Moravian student Jane Sherrill Stroupe ’67 organized the first Wake Forest Lovefeast in December 1965, and 200 students gathered to celebrate the traditional meal. Since then, the Wake Forest Lovefeast has grown to be the largest Moravian-style lovefeast in North America, and one of the favorite features of Wake Forest tradition.
The Lovefeast and candlelight service occurs on the first Sunday in December in Wait Chapel. It is sponsored by the University and celebrates one of the unique traditions of the Moravian community in Winston‑Salem. The Quad is lined with luminaries, and the Chapel is adorned with Christmas decorations and filled with people.
The Wake Forest Lovefeast consists of a sweetened bun and creamed coffee. It is served to the participants by dieners (German for servers).
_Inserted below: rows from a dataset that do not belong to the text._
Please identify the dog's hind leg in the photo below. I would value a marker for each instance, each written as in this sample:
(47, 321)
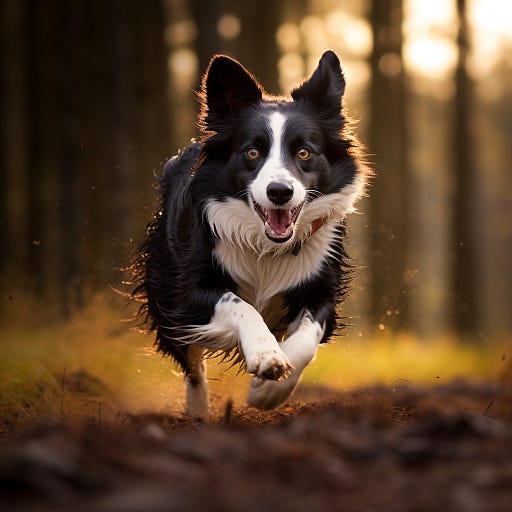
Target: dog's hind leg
(196, 384)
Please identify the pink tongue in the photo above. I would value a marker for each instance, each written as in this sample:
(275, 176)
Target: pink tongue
(279, 221)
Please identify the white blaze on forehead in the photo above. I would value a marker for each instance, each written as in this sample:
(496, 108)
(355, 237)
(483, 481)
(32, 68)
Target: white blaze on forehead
(276, 124)
(274, 169)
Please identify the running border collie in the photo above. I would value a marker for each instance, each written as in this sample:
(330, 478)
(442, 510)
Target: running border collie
(245, 256)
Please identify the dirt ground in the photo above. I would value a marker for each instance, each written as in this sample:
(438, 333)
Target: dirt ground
(399, 448)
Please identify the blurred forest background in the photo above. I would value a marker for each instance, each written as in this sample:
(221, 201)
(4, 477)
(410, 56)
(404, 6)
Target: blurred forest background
(96, 95)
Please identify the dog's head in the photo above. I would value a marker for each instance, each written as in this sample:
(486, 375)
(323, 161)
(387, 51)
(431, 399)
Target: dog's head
(288, 161)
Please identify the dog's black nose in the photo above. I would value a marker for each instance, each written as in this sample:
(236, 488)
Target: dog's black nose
(279, 193)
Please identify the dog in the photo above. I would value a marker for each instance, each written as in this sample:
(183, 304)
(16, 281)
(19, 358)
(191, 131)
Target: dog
(245, 256)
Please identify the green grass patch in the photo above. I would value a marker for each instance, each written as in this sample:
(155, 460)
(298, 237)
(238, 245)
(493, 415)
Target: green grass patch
(95, 367)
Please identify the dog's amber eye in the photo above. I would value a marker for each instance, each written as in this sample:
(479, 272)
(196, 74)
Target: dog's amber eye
(252, 153)
(303, 153)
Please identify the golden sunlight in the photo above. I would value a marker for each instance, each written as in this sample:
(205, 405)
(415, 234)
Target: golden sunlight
(429, 30)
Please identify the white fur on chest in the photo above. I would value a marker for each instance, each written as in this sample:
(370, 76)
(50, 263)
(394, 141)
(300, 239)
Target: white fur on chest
(260, 277)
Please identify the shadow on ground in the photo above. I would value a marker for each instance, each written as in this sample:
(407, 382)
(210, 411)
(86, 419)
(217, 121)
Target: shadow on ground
(400, 448)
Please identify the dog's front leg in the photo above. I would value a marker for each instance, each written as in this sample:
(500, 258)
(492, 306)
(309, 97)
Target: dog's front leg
(239, 321)
(300, 348)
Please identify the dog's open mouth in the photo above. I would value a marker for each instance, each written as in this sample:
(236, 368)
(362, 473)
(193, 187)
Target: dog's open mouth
(279, 222)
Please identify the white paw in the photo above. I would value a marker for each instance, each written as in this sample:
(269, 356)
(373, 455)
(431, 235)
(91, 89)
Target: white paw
(267, 394)
(271, 364)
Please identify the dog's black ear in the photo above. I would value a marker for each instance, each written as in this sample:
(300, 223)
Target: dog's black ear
(326, 86)
(227, 87)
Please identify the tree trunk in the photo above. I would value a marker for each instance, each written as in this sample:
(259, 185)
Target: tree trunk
(388, 204)
(465, 308)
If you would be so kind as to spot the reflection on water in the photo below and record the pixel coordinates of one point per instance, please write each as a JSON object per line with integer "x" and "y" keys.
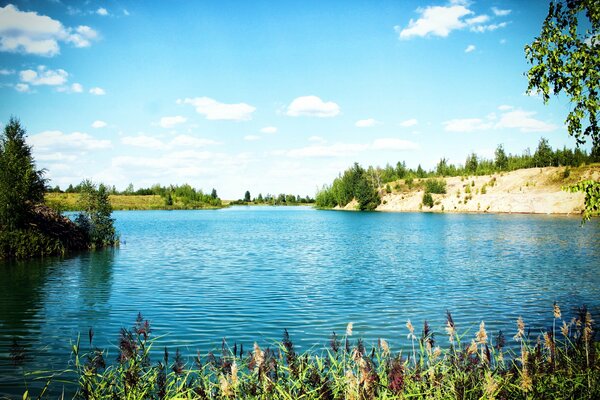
{"x": 246, "y": 273}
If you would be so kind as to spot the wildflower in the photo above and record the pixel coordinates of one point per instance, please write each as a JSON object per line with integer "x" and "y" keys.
{"x": 491, "y": 386}
{"x": 564, "y": 329}
{"x": 520, "y": 329}
{"x": 384, "y": 347}
{"x": 556, "y": 311}
{"x": 481, "y": 336}
{"x": 450, "y": 328}
{"x": 225, "y": 386}
{"x": 351, "y": 386}
{"x": 411, "y": 329}
{"x": 258, "y": 356}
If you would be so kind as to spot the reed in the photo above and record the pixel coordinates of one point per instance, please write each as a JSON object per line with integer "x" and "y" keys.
{"x": 476, "y": 367}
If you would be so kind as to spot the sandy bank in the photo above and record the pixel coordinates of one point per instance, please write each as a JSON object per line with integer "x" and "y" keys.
{"x": 532, "y": 191}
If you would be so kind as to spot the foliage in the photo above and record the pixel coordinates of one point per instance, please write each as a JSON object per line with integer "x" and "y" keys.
{"x": 427, "y": 199}
{"x": 435, "y": 186}
{"x": 592, "y": 197}
{"x": 95, "y": 216}
{"x": 565, "y": 59}
{"x": 21, "y": 185}
{"x": 561, "y": 363}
During the meal, music is offered by the Wake Forest Concert Choir, Handbell Choir, Flute Choir, and the Messiah Moravian Church Band. During the service of song and scripture reading, handmade beeswax candles decorated with a red paper frill are distributed to each worshiper. The candles are lit while the worship space is darkened except for a large illuminated Moravian Advent Star for the singing of the final hymns.
A lovefeast is a service dedicated to agape, or Christian love, considered the greatest of virtues. A lovefeast seeks to remove social barriers and encourage reverence and respect for the legitimate rights of all people.
The first lovefeast was served in Germany on August 13, 1727, following the renewal of the Moravian Church. The Lovefeast is not the sacrament of Holy Communion. It is styled after the common meal partaken in love and fellowship by the early church (described in the book of Acts) prior to their celebration of the Lord’s Supper.